Fundamental Attribution Error

Why do so many people make so many snap judgements?

I have been a victim of so many snap judgements, as I’m sure a lot of you have been.  There’s a reason we all do, and social psychology has narrowed it down to Fundamental Attribution Error, which is the concept that we instinctually judge others based on their actions or character, not the external factors or circumstances.  That seems to happen a lot in the world, and I think it’s one of society’s biggest problems: we live in a world that makes too many snap judgements, and we’re too quick to jump to conclusions about someone or something.

Consider this: the first impression.  It can be intimidating sometimes, feeling like you have to prove your worth to others in order to be accepted.  I find it to be a little demanding and choosy, don’t you?  Sometimes, because of Fundamental Attribution Error, we often neglect the circumstances involved when we meet someone for the first time; we fail to think outside that box of one-on-one conversation and consider what’s going on (or what has already transpired) outside that area.  If you try to engage in a conversation with someone who is in a less than pleasant mood, perhaps someone already got under his skin a few minutes prior to meeting you.  In that case, he just needs a little time to cool down.  Suppose someone cuts you off on the road.  Naturally, you’d be irritated, but we always assume it’s because he’s a jerk.  Maybe his dog was being a handful while he was trying to drive.
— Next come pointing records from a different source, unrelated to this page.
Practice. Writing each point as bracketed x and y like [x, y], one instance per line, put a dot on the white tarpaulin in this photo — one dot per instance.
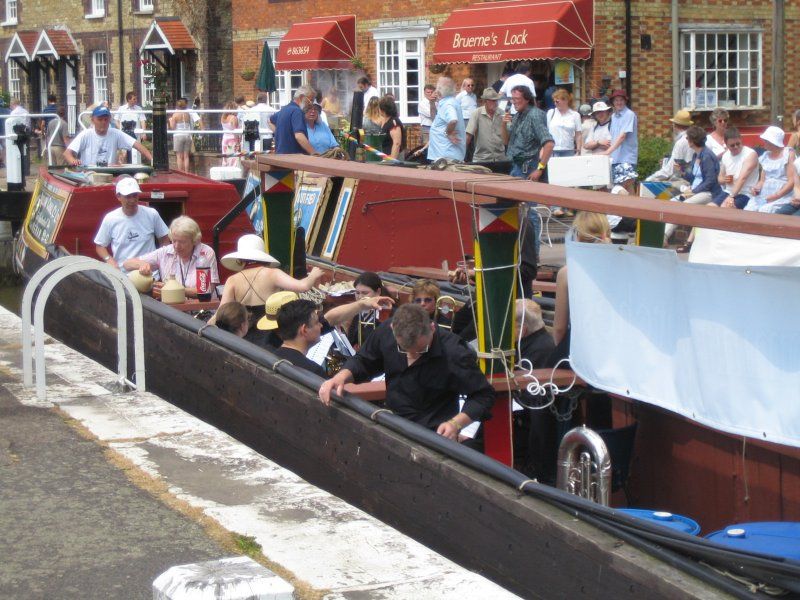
[717, 344]
[730, 248]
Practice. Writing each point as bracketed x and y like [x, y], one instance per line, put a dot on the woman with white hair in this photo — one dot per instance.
[179, 259]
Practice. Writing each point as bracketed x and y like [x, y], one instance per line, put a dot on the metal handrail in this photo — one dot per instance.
[55, 271]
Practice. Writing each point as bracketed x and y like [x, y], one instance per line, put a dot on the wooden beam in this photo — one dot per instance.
[519, 190]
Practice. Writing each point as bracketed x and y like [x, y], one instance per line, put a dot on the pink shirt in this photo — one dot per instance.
[169, 263]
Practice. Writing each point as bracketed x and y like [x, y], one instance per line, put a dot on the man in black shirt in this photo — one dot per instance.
[299, 328]
[427, 369]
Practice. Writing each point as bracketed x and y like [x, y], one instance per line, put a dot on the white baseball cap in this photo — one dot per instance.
[127, 186]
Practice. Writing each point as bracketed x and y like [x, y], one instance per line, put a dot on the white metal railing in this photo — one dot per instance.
[50, 275]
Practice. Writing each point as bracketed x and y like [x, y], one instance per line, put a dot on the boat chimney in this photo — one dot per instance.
[160, 144]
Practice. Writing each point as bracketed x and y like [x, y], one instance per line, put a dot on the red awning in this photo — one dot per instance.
[321, 43]
[517, 30]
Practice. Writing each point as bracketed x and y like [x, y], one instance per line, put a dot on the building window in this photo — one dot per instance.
[11, 12]
[14, 84]
[100, 76]
[721, 68]
[286, 82]
[401, 62]
[98, 8]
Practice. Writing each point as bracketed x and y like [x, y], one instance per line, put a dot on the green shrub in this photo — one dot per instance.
[651, 151]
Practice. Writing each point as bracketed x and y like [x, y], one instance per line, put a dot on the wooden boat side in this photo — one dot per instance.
[522, 543]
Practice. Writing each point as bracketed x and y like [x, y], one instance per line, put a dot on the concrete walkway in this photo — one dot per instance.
[100, 492]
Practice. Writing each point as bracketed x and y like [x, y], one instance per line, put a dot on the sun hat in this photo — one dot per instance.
[127, 186]
[773, 135]
[620, 93]
[271, 307]
[101, 111]
[682, 117]
[249, 248]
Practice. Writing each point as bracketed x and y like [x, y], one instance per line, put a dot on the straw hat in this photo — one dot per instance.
[249, 248]
[600, 107]
[273, 304]
[773, 135]
[683, 118]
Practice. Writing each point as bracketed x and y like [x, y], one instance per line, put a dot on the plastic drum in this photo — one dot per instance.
[657, 517]
[780, 539]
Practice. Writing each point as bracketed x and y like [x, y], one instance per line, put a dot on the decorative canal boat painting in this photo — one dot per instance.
[374, 217]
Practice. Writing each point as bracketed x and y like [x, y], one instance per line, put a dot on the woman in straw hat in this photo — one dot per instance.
[773, 192]
[257, 279]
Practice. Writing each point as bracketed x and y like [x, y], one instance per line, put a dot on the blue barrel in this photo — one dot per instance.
[781, 539]
[658, 517]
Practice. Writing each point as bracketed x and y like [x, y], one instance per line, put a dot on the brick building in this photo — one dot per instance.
[94, 50]
[727, 53]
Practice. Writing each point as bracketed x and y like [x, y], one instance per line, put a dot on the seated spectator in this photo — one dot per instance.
[427, 369]
[704, 173]
[738, 172]
[588, 228]
[269, 322]
[535, 343]
[299, 327]
[681, 155]
[426, 293]
[179, 259]
[359, 317]
[774, 188]
[319, 134]
[540, 430]
[232, 317]
[258, 277]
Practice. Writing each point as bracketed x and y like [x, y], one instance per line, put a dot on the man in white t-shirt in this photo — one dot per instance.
[131, 230]
[521, 76]
[99, 145]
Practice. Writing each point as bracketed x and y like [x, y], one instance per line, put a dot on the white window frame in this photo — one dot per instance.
[11, 12]
[14, 79]
[98, 9]
[99, 76]
[732, 47]
[401, 35]
[286, 82]
[148, 86]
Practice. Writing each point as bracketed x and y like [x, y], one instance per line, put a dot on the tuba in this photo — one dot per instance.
[584, 465]
[445, 307]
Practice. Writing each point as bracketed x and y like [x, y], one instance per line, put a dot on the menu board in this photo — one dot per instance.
[45, 215]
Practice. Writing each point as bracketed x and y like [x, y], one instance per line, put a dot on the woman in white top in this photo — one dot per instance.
[715, 141]
[564, 125]
[774, 188]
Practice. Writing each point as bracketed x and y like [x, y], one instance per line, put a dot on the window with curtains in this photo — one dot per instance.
[400, 67]
[100, 75]
[14, 84]
[721, 67]
[11, 12]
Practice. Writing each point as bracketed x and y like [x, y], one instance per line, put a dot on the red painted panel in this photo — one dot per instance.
[403, 225]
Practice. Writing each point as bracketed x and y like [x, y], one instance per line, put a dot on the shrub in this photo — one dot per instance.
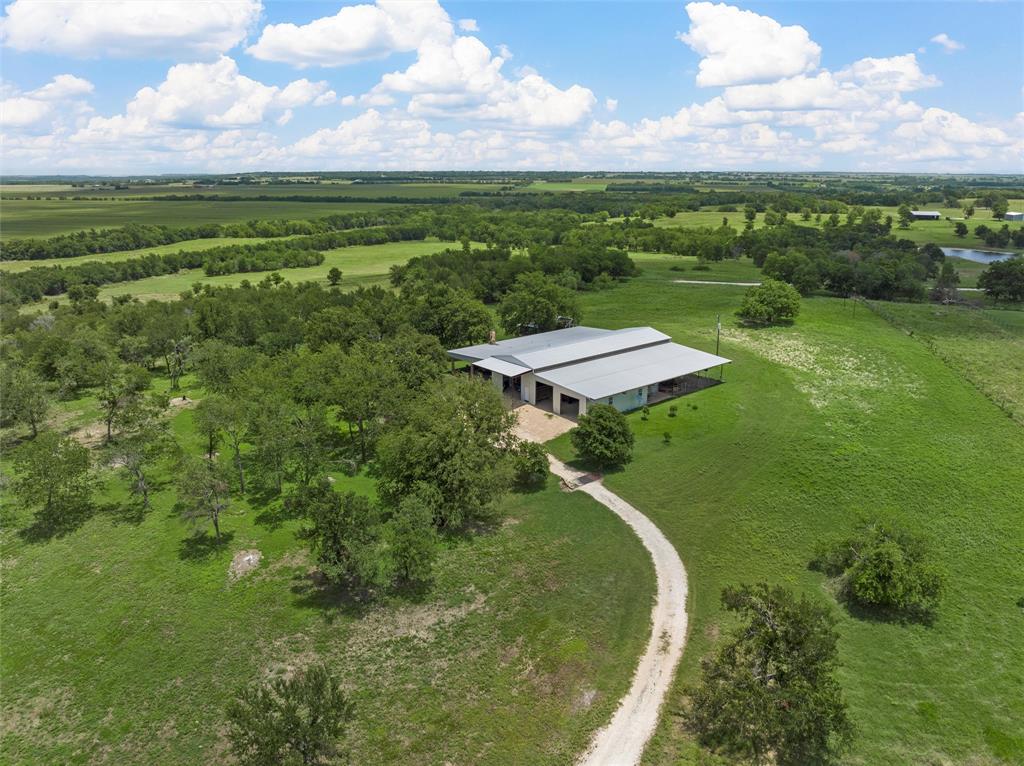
[286, 721]
[881, 566]
[603, 436]
[769, 303]
[529, 462]
[769, 694]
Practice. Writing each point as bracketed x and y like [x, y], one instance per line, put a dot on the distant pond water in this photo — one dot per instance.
[978, 256]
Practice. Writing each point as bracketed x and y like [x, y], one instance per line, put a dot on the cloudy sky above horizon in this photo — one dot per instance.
[152, 86]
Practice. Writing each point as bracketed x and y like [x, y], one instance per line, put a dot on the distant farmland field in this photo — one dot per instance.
[48, 217]
[360, 265]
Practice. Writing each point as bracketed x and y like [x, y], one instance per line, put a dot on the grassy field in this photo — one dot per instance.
[417, 190]
[124, 640]
[48, 217]
[203, 244]
[361, 265]
[581, 184]
[840, 417]
[986, 346]
[940, 232]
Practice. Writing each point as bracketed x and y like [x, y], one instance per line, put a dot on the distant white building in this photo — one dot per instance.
[568, 370]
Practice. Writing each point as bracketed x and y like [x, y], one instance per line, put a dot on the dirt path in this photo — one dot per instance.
[621, 742]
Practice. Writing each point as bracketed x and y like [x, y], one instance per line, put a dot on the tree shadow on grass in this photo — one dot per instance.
[882, 614]
[44, 527]
[274, 515]
[331, 599]
[203, 546]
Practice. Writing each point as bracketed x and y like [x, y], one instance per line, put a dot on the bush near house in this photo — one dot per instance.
[603, 436]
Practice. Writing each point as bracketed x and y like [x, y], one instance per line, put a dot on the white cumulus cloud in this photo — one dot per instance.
[89, 29]
[896, 74]
[356, 33]
[206, 95]
[947, 43]
[740, 46]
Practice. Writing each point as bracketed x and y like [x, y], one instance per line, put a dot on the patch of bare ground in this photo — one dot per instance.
[420, 621]
[288, 655]
[90, 435]
[23, 719]
[243, 563]
[584, 700]
[294, 559]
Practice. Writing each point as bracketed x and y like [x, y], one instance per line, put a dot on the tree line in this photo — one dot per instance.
[136, 236]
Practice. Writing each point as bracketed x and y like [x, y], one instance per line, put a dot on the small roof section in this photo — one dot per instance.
[610, 375]
[496, 365]
[527, 343]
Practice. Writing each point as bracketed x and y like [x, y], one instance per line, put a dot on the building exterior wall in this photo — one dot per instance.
[627, 400]
[527, 387]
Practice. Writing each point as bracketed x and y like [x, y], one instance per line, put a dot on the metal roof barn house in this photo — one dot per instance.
[567, 371]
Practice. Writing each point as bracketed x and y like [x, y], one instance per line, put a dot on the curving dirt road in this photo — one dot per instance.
[621, 742]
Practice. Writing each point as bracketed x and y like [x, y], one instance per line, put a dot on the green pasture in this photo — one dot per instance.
[19, 218]
[361, 265]
[940, 232]
[840, 417]
[580, 184]
[328, 189]
[124, 639]
[202, 244]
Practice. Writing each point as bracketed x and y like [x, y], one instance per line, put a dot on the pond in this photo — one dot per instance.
[978, 256]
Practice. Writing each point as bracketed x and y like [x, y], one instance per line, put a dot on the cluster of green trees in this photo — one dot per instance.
[856, 257]
[1000, 238]
[39, 282]
[135, 236]
[884, 567]
[1004, 280]
[489, 273]
[300, 381]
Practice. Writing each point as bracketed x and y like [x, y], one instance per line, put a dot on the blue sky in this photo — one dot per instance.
[177, 86]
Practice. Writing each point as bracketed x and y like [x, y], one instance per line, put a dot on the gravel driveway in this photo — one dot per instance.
[621, 742]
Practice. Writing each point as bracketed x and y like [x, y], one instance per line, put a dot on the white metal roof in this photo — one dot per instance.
[527, 343]
[622, 372]
[612, 343]
[496, 365]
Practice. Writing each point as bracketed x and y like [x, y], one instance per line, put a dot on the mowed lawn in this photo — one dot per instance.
[20, 218]
[838, 418]
[122, 642]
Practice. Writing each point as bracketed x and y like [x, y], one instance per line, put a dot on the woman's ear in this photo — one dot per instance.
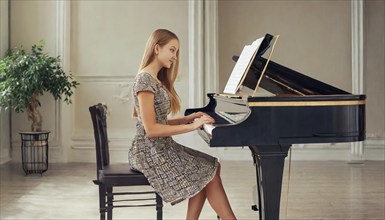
[156, 49]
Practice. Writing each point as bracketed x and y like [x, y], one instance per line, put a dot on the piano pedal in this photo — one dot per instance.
[254, 208]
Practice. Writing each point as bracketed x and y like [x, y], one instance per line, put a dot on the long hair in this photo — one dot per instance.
[166, 76]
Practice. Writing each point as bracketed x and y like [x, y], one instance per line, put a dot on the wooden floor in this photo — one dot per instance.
[317, 190]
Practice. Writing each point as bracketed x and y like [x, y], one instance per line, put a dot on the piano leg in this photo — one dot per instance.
[269, 164]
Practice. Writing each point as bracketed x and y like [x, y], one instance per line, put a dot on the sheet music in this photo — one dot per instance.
[241, 66]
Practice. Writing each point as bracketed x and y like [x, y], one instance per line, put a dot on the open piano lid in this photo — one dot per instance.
[281, 80]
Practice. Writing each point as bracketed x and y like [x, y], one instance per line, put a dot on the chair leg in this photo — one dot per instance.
[110, 204]
[159, 207]
[102, 202]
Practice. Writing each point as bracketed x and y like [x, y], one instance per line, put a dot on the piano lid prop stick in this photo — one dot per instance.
[267, 63]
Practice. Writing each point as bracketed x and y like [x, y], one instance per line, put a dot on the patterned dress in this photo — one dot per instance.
[175, 172]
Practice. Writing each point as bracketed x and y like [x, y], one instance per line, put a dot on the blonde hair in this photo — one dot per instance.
[166, 76]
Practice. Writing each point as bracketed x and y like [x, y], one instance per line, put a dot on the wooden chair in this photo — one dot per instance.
[110, 176]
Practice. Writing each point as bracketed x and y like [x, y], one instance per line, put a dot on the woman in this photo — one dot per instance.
[174, 171]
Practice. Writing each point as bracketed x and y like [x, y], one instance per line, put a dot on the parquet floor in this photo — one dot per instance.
[318, 190]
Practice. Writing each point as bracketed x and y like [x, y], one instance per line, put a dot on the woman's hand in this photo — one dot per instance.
[196, 115]
[204, 119]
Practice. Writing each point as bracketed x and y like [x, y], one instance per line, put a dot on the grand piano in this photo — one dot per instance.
[299, 110]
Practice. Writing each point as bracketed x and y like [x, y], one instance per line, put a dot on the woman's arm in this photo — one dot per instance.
[153, 129]
[186, 119]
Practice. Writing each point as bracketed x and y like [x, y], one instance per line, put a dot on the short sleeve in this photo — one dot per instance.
[144, 82]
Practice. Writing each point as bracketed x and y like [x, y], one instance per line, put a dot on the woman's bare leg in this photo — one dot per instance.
[217, 198]
[195, 205]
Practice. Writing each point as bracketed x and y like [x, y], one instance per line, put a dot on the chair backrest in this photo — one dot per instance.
[99, 121]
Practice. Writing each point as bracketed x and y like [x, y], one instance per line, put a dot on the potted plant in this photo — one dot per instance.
[24, 76]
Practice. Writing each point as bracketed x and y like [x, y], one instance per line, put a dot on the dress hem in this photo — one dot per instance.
[200, 189]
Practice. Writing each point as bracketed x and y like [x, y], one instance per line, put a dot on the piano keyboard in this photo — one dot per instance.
[222, 118]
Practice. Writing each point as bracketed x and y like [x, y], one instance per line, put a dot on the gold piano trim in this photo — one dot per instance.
[307, 103]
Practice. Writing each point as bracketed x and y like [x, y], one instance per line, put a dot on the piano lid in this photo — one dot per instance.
[281, 80]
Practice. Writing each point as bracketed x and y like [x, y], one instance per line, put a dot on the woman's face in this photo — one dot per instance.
[167, 53]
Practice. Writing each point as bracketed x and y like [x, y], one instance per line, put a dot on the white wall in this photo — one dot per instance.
[4, 115]
[102, 44]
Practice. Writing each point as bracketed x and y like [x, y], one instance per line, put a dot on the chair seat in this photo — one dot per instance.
[113, 174]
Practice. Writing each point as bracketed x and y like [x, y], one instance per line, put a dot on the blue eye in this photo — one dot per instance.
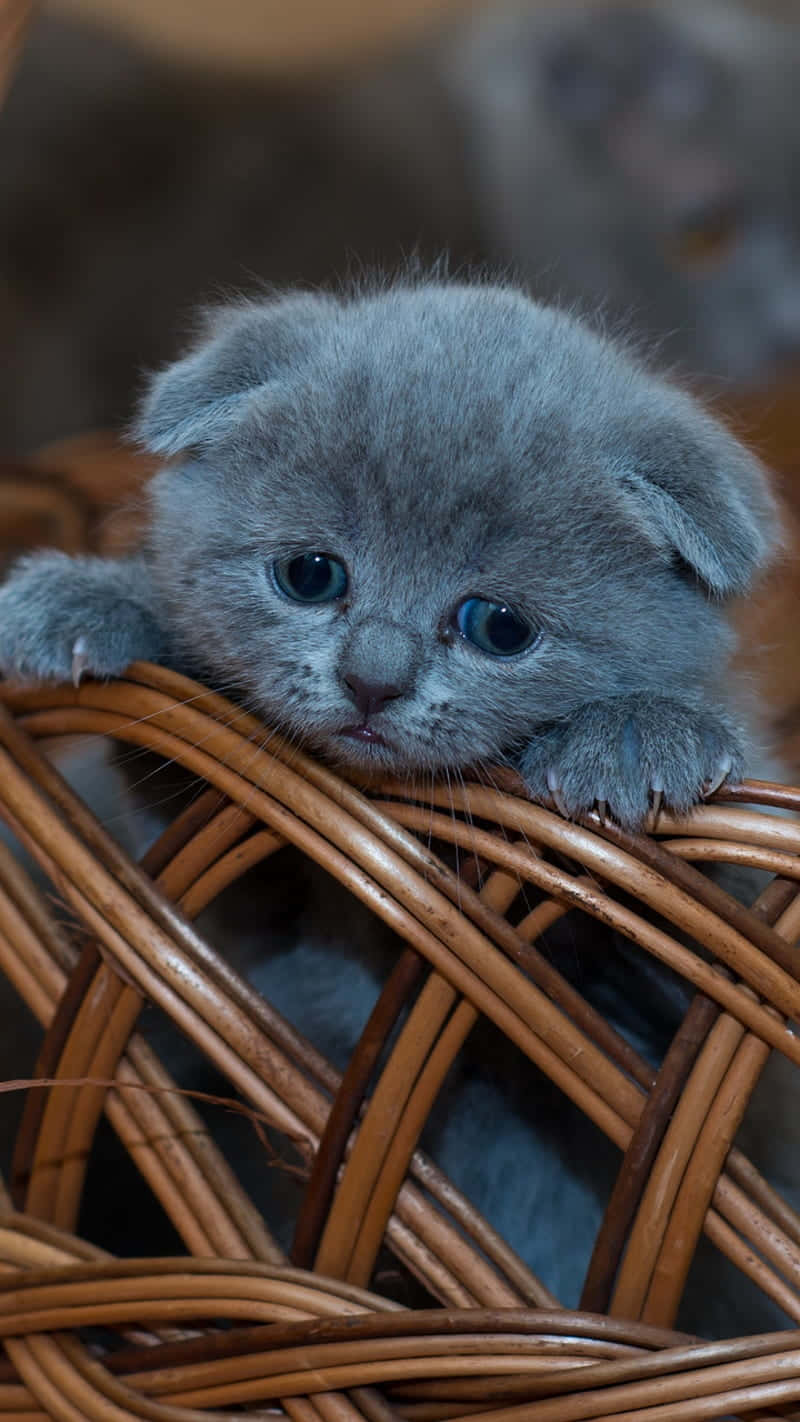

Yeah it’s hard to not get irritated when something like this happens to us, but it might be because we focus a little too much on how the present affects us instead of how it also affects those around us.  Circumstances are not always on our side, they’re not on anybody’s side most of the time, which is why we need to quit jumping to the first conclusion about someone that pops into our heads, and start getting on the same page with each other.  Don’t make that first impression the defining point of someone’s character, let their actions in more than one setting tell you who they really are.